Dual Diagnosis: The Problem with Diagnosing Mental Illness in Early Recovery
Everything about my experience as a dual diagnosis clinician has shown me that Occam’s Razor is the best possible means by which to understand a person and their condition.
Occam’s Razor1 is a simple tool: It suggests that when multiple explanations are available, the one that makes the fewest assumptions is likely to be the most accurate. In other words, the Keep It Simple System - principle (K.I.S.S.) works well.
I’ve learned to embrace simplicity because it provides me with clarity. More importantly, I have learned to live with the unknowns.
Early Recovery = Muddy Waters
In the first six months of a person’s recovery from addiction, there is a significant amount of overlap in symptoms of different mental health conditions, and there are a million assumptions that seem entirely plausible and yet most of them will be erroneous.
The difficulty with accurately diagnosing a person in early recovery is that everything about the way we think, cope, feel, and perceive has been impacted by drugs and then impacted by the process of withdrawal and adjusting to life without substances.
Post-Acute Withdrawal Syndrome
Post-Acute Withdrawal Syndrome2 is well documented and dictates that a person is likely to experience significant mental health symptoms that result from moving away from dependency on drugs or alcohol. Research findings vary but my experience is that the duration is generally six to eighteen months following withdrawal.
I’m dubious about all research and so I apply Occam’s Razor: Typically people get clean and sober because their life has so spiraled out of control to be completely unmanageable and undesirable.
- Why do we see that so many people in early recovery are depressed? - Why wouldn’t we be? Rock bottom is supposed to be depressing.
- Why are we anxious, paranoid, or experiencing severe mood swings? - Well, because we have lost all control, have stopped running from our fears, and we’ve glimpsed the magnitude of change that lies ahead of us. All of this and we’re trying to come to terms with never using again by living our lives and working recovery one day at a time.
The Personal Baseline - Where We’re At
Unless there is a compelling medical issue, I suggest to my clients that they not accept any diagnosis in the first six months of sobriety.
Every person has a baseline. This is simply how we are most of the time. We have good days and bad but for the most part, people do not deviate significantly from the range of what’s normal for them.

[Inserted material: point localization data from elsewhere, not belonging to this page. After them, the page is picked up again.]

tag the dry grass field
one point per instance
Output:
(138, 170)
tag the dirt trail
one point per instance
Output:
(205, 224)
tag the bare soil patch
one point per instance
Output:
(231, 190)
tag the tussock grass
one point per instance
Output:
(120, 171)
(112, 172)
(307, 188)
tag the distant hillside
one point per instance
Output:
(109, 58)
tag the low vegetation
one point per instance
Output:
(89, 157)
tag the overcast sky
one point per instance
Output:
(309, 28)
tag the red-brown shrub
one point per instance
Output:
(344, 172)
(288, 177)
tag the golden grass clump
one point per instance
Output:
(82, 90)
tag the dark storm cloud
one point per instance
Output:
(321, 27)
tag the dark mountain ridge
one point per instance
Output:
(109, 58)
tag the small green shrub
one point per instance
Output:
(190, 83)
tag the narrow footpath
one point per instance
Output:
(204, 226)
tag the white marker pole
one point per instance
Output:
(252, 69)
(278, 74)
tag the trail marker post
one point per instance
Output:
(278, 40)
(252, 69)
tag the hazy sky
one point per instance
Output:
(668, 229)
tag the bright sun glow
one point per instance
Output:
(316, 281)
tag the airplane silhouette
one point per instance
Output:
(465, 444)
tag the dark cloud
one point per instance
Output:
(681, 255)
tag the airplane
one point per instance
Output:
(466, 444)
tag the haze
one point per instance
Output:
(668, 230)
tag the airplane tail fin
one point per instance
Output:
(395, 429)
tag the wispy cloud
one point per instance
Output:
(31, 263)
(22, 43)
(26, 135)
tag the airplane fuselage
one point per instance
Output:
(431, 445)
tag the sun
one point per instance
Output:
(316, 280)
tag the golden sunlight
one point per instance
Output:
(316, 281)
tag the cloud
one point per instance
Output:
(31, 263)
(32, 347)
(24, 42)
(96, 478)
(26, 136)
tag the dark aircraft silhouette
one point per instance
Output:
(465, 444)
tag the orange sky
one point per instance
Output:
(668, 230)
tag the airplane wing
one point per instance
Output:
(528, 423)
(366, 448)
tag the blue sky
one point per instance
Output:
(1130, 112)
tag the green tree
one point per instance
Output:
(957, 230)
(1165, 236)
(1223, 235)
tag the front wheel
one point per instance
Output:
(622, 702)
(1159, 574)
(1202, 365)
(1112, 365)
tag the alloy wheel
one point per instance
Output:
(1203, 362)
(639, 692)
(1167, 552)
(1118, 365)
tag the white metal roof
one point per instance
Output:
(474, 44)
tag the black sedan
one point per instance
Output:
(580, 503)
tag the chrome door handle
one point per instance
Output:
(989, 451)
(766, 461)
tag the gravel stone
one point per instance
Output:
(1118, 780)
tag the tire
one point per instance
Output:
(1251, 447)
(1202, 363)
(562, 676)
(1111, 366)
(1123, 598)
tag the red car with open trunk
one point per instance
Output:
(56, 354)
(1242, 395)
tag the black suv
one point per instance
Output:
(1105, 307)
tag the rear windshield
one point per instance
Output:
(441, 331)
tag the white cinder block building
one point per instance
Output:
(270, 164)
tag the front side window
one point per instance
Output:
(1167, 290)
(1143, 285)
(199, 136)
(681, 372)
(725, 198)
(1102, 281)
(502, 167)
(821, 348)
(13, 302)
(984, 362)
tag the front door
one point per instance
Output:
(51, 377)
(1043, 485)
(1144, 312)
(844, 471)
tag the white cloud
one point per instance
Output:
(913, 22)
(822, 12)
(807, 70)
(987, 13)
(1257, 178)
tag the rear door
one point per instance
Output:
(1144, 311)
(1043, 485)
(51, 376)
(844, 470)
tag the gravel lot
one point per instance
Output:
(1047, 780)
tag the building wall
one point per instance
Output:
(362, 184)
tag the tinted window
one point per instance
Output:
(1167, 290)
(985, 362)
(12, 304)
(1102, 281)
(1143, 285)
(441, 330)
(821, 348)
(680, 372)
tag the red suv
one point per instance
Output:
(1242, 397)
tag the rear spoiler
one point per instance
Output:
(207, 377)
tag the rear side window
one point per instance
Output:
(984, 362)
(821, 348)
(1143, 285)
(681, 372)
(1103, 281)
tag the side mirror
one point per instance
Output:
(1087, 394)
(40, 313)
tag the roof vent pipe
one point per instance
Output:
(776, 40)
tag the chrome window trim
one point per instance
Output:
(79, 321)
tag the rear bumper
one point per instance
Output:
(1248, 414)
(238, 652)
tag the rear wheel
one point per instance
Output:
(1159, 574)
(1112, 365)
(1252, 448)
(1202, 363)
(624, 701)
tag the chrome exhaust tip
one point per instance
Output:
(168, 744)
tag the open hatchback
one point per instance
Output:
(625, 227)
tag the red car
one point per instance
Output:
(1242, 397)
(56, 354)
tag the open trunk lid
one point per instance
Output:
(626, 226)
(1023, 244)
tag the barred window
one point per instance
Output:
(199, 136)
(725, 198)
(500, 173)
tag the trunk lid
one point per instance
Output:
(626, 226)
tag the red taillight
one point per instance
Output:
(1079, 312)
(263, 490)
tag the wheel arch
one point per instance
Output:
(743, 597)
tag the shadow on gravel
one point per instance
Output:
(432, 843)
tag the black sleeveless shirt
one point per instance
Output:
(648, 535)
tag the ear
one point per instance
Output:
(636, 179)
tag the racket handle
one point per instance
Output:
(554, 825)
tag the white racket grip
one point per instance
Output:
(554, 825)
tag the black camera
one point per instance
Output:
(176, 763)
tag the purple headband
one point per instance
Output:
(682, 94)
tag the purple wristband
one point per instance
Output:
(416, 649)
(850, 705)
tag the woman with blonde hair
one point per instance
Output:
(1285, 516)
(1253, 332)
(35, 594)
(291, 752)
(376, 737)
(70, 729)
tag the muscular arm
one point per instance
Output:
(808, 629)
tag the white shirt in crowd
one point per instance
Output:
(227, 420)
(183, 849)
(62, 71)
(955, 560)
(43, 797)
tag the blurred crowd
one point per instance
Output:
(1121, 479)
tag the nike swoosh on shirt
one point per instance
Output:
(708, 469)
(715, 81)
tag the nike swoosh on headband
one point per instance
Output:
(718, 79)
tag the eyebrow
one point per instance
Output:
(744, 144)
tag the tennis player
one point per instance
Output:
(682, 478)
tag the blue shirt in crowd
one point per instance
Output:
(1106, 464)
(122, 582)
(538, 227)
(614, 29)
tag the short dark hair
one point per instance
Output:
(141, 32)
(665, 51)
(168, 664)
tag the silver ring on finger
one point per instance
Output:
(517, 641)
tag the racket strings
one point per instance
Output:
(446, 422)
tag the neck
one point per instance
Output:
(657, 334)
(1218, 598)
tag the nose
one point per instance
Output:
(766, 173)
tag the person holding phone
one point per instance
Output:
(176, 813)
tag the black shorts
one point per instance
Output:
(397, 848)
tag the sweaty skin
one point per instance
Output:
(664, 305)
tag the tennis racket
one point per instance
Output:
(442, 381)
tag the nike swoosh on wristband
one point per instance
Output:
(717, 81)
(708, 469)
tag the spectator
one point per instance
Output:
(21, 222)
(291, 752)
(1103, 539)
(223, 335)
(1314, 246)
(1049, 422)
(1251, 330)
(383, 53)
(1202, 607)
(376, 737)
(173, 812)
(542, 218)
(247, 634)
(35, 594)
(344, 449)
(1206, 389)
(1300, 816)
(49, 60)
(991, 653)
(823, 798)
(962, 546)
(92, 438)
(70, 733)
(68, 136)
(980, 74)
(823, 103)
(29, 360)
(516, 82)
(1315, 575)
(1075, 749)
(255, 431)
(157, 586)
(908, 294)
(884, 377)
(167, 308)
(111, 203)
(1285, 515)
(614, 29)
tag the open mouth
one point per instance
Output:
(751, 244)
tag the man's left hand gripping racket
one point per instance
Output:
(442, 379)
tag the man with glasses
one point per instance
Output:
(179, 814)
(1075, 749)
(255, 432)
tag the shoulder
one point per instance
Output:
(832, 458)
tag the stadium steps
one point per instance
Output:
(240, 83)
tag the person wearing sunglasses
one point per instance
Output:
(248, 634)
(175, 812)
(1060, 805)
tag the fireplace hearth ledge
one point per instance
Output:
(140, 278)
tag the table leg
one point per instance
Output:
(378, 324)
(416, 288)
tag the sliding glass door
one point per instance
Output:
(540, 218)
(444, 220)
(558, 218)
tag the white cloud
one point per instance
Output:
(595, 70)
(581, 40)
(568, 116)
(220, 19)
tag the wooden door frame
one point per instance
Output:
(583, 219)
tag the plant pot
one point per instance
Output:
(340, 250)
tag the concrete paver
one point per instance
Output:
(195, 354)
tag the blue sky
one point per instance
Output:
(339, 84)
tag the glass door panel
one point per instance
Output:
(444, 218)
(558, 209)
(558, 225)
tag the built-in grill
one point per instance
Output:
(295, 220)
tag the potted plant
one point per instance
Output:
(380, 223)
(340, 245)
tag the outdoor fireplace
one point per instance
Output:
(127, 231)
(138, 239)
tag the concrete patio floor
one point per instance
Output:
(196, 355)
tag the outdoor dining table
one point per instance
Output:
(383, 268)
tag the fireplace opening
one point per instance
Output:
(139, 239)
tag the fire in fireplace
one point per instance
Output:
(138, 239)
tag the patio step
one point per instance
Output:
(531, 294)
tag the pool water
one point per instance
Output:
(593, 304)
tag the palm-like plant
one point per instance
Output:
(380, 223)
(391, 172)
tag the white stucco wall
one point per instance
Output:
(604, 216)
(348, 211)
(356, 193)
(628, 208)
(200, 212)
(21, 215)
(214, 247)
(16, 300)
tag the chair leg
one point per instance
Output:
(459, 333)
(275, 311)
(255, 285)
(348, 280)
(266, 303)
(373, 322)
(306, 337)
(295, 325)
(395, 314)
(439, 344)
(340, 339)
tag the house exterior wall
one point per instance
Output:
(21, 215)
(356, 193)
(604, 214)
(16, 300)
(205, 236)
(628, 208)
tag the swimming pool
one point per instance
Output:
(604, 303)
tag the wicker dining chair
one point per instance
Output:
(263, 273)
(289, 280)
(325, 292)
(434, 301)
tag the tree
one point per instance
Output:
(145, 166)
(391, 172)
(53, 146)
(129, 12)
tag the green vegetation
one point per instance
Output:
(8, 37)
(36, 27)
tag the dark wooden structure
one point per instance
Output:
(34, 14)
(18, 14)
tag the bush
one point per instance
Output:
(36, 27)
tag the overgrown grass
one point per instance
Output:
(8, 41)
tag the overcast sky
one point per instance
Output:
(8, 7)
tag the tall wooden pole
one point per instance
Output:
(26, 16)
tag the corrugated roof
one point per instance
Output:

The baseline of a person less than six months sober has the range of a rollercoaster. The good days can border on grandiosity and the bad days can involve suicidality. This alone explains why so many recovering addicts and alcoholics are misdiagnosed in early recovery.
According to the DSM (Diagnostic and Statistical Manual of Mental Disorders), just over 1 person out of every 200 in America may live with Bi-Polar Disorder. My experience clinically is that amongst those who were diagnosed in their first year sober, over 80% were diagnosed as Bi-Polar and nearly that many were also diagnosed with ADHD. This provides us with a choice of hypotheses that inevitably get researched in very strange ways.
We seem to envision a chicken and egg scenario in which we’re seeking causality instead of considering that we may be looking at one issue and not two (just addiction and not mental health).
Example: There are essentially two reasons why people are depressed; their brain chemistry is out of whack or their life is sad/unsatisfying.
For those who have problems with brain chemistry, many learn to self medicate with drugs or alcohol. Inevitably, they will still have problems with their brain chemistry after sobriety.
In the second case, it makes sense that the person who was sad/unsatisfied in life used drugs or alcohol to provide escape and an altered state of feeling. Following withdrawal, not only do they have every problem and insecurity that existed before they started self medicating; they also have the wreckage that their life has become since they started using.
I suggest to my clients that so much of what they live with is a NATURAL consequence of how they have lived and how addiction destroys. I urge them to slowly and gradually increase stability, security, and ultimately the quality of their lives exponentially.
Addicts and alcoholics are incredibly impatient people. We want shortcuts and we seek them ravenously. To suggest that a pill can alleviate our suffering is delightful to us. To suggest that we have an illness that we were born with (Bi-Polar Disorder, ADHD) takes us off the hook for a lot of accountability (It wasn’t my fault. I was manic!).
Diagnoses become prophecies and pills become solutions. We get prescribed mood stabilizers and feel a little less depressed and if the medication “worked” then we believe we have the illness. We get prescribed meds for ADHD and enjoy the pep that stimulant medications provide and so of course we agree that the label fits us. We make decisions based on what feels good and that’s what got us into trouble in the first place.
I certainly understand that folks do live with mental health conditions and addiction concurrently. I’m saying let’s be patient. Let’s try not to hit the moving target of the baseline of the newly sobered.
Let’s celebrate being free of addictive drugs by striving to avoid medication that is addictive and easily abused.
There’s an adage in AA, “Don’t believe everything you think.” Just because someone diagnosed you with a condition doesn’t mean they’re right or that they’re right once and for all!